Not if, but when. It is not a question of if a sizeable asteroid will ever strike us, but, as Thomas Zurbuchen, associate director of the Directorate for science missions at NASA said, it’s a matter of when. Important impacts have often occurred on our planet and will happen again. Without disturbing the asteroid that caused the dinosaurs’ extinction 65 million years ago, just think of the Chelyabinsk event, the 20-meter asteroid that exploded in the Russian skies in 2013 causing enormous damage to things and people. Such impacts are not rare and isolated events, but a constant that we will have to face again in the future.

 

Asteroid Day. Precisely for this reason, the Asteroid Day has been established. The day, dedicated to raising public awareness of the risks of asteroid impacts, includes thousands of events of various kinds organized around the world, from simple conferences to shows. The objective, however, is unique and is contained in the 100X declaration. It is a declaration of intent that aims to multiply by 100 the capacity of humanity to identify potentially dangerous asteroids for our planet.

 

The first step. Being able to map the asteroids as fully as possible in our stellar neighborhood is fundamental but it is only the first step. To succeed in avoiding any future impact it will also be necessary to develop techniques to divert or destroy them years before they become a real threat. To date we have no countermeasures to an asteroid in the pipeline, but there are several projects to develop a system to divert these objects, the most promising, NASA’s DART, could be launched by 2021 for a test and predicts – a bit ‘as they tried to do in the Netflix show “Salvation” – to crash a high-speed probe on a small asteroid to try to divert the trajectory.
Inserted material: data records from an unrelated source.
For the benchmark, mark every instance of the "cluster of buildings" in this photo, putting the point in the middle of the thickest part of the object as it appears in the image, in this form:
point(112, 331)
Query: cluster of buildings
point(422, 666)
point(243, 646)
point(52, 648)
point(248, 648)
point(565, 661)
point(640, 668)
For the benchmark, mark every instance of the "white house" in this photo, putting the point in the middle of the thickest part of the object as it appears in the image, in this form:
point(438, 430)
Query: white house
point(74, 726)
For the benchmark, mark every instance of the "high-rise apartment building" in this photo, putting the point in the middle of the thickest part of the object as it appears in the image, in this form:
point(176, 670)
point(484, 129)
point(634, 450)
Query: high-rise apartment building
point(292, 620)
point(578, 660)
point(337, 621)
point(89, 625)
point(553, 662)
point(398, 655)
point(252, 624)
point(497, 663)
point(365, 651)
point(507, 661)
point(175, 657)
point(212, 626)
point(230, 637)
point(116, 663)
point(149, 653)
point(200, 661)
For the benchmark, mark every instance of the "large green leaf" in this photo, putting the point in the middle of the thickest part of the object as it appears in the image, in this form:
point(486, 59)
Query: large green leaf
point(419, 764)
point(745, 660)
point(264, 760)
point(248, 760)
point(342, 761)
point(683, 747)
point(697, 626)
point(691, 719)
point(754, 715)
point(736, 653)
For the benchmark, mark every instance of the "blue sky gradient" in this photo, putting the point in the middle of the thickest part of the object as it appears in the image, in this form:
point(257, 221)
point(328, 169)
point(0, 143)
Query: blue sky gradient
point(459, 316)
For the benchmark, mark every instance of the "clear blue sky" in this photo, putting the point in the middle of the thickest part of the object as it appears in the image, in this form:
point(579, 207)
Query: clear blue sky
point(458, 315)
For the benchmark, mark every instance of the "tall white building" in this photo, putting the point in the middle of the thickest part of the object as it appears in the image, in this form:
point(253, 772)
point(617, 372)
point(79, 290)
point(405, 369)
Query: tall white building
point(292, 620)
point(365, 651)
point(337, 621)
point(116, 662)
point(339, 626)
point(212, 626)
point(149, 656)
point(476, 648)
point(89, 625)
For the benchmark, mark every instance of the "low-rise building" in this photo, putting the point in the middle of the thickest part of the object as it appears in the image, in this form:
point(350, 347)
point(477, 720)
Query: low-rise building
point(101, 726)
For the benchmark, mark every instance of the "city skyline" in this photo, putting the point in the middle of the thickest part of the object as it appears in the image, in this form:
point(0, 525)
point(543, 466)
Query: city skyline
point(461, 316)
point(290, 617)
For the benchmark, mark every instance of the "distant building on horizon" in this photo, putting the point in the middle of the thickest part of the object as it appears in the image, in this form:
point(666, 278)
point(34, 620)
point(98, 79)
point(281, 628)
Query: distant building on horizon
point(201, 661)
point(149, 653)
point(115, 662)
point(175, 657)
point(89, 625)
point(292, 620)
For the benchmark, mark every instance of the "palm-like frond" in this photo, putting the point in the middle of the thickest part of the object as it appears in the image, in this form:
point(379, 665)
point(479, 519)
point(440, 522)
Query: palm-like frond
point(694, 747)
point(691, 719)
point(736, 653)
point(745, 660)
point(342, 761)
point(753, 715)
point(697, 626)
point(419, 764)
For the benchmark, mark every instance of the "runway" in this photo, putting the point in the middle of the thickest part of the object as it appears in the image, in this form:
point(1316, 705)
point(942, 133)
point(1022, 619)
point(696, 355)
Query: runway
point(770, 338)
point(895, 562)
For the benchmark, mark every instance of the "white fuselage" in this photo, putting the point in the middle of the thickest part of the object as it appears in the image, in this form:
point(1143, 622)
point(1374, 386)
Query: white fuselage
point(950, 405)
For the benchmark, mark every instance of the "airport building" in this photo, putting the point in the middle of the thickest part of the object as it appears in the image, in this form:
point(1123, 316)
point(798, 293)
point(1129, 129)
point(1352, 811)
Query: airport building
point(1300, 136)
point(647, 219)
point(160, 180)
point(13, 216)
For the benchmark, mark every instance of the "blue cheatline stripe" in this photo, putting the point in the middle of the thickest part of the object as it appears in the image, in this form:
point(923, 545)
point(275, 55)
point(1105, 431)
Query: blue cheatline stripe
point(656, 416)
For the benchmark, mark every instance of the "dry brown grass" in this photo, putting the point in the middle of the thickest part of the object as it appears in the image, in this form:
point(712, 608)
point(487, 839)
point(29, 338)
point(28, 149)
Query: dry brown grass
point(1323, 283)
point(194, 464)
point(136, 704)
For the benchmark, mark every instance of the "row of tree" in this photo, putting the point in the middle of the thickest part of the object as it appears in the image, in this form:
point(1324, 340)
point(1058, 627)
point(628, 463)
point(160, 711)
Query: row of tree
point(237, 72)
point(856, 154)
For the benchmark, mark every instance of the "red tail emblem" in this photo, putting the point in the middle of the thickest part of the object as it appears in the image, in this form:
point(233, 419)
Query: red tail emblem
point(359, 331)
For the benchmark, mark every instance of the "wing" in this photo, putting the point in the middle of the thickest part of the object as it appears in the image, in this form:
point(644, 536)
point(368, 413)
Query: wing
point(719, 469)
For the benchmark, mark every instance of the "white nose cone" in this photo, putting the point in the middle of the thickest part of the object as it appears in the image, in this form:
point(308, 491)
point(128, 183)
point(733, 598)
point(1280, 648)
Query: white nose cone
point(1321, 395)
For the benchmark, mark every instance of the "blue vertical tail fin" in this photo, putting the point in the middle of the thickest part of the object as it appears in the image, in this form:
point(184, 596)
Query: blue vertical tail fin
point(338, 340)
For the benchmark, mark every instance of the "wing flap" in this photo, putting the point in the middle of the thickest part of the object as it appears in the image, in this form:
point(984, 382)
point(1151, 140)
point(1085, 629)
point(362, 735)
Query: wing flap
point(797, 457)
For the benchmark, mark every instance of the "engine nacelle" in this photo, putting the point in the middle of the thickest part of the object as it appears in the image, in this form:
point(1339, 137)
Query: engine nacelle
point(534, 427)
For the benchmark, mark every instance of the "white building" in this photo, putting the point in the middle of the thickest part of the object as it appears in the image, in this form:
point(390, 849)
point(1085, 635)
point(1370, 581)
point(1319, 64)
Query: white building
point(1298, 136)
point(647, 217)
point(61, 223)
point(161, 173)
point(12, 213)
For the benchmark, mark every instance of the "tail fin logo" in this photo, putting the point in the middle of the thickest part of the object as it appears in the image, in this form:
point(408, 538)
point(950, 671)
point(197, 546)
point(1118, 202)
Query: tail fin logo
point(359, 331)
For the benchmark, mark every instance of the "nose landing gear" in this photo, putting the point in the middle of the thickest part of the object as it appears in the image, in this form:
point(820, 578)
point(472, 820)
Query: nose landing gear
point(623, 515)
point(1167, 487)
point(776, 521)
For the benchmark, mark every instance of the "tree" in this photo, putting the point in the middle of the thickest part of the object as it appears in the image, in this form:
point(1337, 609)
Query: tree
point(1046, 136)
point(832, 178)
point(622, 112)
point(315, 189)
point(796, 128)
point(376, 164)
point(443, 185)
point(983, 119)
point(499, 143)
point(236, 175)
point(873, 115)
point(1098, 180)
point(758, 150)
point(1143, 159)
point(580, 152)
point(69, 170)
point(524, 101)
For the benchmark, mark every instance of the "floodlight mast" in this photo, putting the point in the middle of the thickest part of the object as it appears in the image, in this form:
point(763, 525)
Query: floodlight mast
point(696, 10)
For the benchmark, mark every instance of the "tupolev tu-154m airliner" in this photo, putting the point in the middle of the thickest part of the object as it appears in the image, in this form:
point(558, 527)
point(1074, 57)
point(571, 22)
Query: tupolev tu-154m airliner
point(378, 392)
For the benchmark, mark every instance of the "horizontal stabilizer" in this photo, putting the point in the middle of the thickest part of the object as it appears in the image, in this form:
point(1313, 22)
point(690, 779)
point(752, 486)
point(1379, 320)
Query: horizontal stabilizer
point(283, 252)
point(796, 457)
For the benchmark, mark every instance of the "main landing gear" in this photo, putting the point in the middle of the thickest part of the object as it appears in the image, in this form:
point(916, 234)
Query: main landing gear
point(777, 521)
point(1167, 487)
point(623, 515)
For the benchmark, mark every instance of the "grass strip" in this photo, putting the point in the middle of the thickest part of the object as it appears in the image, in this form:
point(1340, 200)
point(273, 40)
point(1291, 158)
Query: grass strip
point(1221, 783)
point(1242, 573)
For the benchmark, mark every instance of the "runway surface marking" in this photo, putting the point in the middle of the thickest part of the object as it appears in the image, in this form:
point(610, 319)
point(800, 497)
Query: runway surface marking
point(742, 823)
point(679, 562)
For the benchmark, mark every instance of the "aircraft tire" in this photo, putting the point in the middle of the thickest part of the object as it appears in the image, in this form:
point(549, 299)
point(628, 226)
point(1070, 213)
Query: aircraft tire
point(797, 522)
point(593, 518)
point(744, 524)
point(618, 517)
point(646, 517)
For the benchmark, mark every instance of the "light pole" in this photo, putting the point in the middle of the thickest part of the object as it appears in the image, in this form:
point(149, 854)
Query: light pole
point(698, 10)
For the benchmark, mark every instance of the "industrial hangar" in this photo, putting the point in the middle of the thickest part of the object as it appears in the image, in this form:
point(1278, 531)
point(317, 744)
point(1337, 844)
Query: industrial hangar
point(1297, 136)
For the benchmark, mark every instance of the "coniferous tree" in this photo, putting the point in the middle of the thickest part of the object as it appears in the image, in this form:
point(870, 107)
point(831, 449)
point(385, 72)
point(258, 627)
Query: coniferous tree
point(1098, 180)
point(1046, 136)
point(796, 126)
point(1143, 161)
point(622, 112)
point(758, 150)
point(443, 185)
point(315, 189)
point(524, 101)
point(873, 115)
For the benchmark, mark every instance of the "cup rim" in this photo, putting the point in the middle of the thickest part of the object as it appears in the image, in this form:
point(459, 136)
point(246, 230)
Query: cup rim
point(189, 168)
Not only risks but also opportunities. In addition to posing a risk to life on our planet, asteroids could also prove to be a new opportunity for humanity, particularly with regard to finding those minerals so difficult to find on our planet and so essential for the electronics industry: the rare earths, whose extraction and processing is highly polluting and in hand for a good 90% to China. Indeed, there are several companies interested in the asteroid mining field, namely the procurement of minerals from metal-rich asteroids that are in orbit near the Earth or between Mars and Jupiter.

Space seems to promise profit opportunities, and Luxembourg realized it: the small but rich state, which already in the 1980s bet on commercial satellites and today hosts world leaders in the sector, such as the SES. Today, Luxembourg has turned its eyes and wallet to asteroids. In fact, it has launched a process that will offer financial support, legal frameworks and regulatory structures favorable to companies operating in the mining sector from asteroids that want to move their headquarters to the small European country.